The incident in the southern port city of Galle got wide publicity and condemnation in Sri Lanka, where the tsunami killed at least 35,000 people and affected 1 million.
"The honorable judge found both of them guilty of murder and sentenced them to death," said police office Jayalath Ballagale from Galle.
The incident came to be known when Colombo's Daily Mirror newspaper splashed photographs of two men pulling the woman after the first wave struck.
The photo series showed the men yanking the gold chain from her neck and then fighting each other for the jewelry. Deshika was carried away into the sea.
After the publication of the photos, police tracked down Ruwan Mapalagamage and Ajith Kumara on Jan. 13, 2005. Both are residents of Galle. They were initially charged with theft, which was later upgraded to murder.
Though the pair has been sentenced to death, Sri Lanka has not executed anyone in three decades, despite lifting a 1976 moratorium on the death penalty in December 2004.

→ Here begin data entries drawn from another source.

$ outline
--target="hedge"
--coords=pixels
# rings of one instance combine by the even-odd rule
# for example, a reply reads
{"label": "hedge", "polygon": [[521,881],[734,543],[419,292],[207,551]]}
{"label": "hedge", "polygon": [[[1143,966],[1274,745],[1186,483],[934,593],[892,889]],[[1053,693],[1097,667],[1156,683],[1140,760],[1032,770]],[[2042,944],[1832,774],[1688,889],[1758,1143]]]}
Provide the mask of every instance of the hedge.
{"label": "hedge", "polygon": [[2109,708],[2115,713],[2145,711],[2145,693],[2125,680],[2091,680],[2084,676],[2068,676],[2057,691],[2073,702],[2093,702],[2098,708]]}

Galle High Court judge Chandrasena Rajapakse sentenced Mapalagamage to two years imprisonment and fined him 2,500 rupees (US$250, euro188.47) for gold theft and sentenced him to death for murder. Kumara was acquitted of theft but sentenced for murder. The judgment was based on a video film and testimony of witnesses.
Days after the tsunami, police arrested dozens of people for looting, some making off in trucks carrying refrigerators, washing machines and furniture from coastal homes and hotels.